The above Fig. 2 gives representation of task scheduling using deep reinforcement learning in which, agent will learn through history of incoming user request sequences i.e. agent will be trained through previous user requests or tasks which are coming onto cloud console. Initially, a Prioritized user request is to be given as input to agent and it should make a scheduling decision based on situation in cloud environment. Decision would be given as an output of executed task or user request, which is (e.g. makespan, energy consumption, SLA violation in our study) a reward for an agent. If the value of reward is bad then agent improve its decision by updating its parameters of model. If the value of the reward is good then it will be stored in the current state and it will be used for the next time when decision is to be made by the agent in the next state.

In reinforcement learning, we have used Q- learning for our scheduling model [30]. This Q- learning is one of the most powerful technique as it doesn’t need any knowledge of current system. It will make decisions based on past actions stored as Q-function as a pair with two states indicated a q(S, A). It will updates its states by using below equation.

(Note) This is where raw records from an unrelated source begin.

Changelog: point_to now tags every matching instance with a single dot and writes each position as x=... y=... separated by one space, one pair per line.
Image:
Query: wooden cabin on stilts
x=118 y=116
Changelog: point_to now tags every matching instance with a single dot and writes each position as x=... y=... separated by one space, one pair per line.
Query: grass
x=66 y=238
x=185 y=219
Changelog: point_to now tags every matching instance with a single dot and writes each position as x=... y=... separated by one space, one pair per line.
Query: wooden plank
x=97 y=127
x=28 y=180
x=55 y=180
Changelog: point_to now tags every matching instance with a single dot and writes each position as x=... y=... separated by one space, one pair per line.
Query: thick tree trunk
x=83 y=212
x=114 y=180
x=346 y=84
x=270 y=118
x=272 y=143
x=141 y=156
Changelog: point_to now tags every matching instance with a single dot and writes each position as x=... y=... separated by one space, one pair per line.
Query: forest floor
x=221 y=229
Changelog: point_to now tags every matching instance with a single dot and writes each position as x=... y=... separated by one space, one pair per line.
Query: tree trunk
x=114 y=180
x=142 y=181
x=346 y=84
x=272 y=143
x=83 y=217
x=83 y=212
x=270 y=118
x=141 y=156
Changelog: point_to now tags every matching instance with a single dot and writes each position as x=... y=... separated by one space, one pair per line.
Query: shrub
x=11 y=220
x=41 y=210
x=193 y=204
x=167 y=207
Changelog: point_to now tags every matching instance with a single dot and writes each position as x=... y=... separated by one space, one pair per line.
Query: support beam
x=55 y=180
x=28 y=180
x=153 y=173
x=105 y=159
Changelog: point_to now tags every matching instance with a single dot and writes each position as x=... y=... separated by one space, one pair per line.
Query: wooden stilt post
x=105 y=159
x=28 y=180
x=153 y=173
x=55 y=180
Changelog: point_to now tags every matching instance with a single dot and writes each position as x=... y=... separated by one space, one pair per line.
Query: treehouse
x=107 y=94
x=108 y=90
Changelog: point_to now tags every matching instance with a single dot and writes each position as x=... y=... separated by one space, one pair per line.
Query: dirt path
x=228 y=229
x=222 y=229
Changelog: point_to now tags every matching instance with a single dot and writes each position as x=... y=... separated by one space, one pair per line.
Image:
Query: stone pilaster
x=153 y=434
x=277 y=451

$$q\left({S}^t,{A}^t\right)\leftarrow q\left({S}^t,{A}^t\right)+\sigma \ast \left[r{e}^t+\hbox{\pounds}\ast maximu{m}^aq\left({S}^{t+1},A\right)-q\left({S}^t,{A}^t\right)\right]$$

(21)

Where σ is rate of learning and value of it is in between (0,1). re^t is reward for taking action i.e. A^t for state S^t. £ is discount factor and its value lies in between (0,1).

From above equation for every iteration, q-learning model needs to check for rewards and updates its decisions according to model by using above equation. In classical q-learning, all q values are stored in q-table but to apply these q-learning model to a problem such as scheduling in cloud computing it is difficult to adaptive and optimal decisions for classical model as number of states and actions are comparably high for task scheduling technique. Therefore, we want to use a deep neural network in combination with reinforcement learning which can be helpful for our scheduling problems in cloud computing. Therefore, we have used a Deep Reinforcement Learning model [39] to tackle the problem of scheduling in cloud computing. Moreover, that Deep Reinforcement Learning approach already proved in various types of scheduling techniques in cloud computing as mentioned in [15, 26]. Therefore, combining deep neural network with reinforcement learning used for task scheduling in our model. The main reason to usethis scheduling model is to make it as a smart scheduler no prior knowledge will be given to agent and algorithm need to take a decision when real time data is given as input. It consists of different states as in q-learning, which consists of action space and state space.

4.1 Action space

In action space, as we have already mentioned n VMs which we have considered in this work. All incoming requests initially fed to task manager and after each task priority will be calculated and given to scheduler and it consists of DQN model which takes decision and sends tasks to a execution queue with respect to priorities of tasks. Then based on decision of Scheduler they need to execute on VMs according to the entry of tasks in queue according to their priorities. Thus, action space in our model is defined as follows.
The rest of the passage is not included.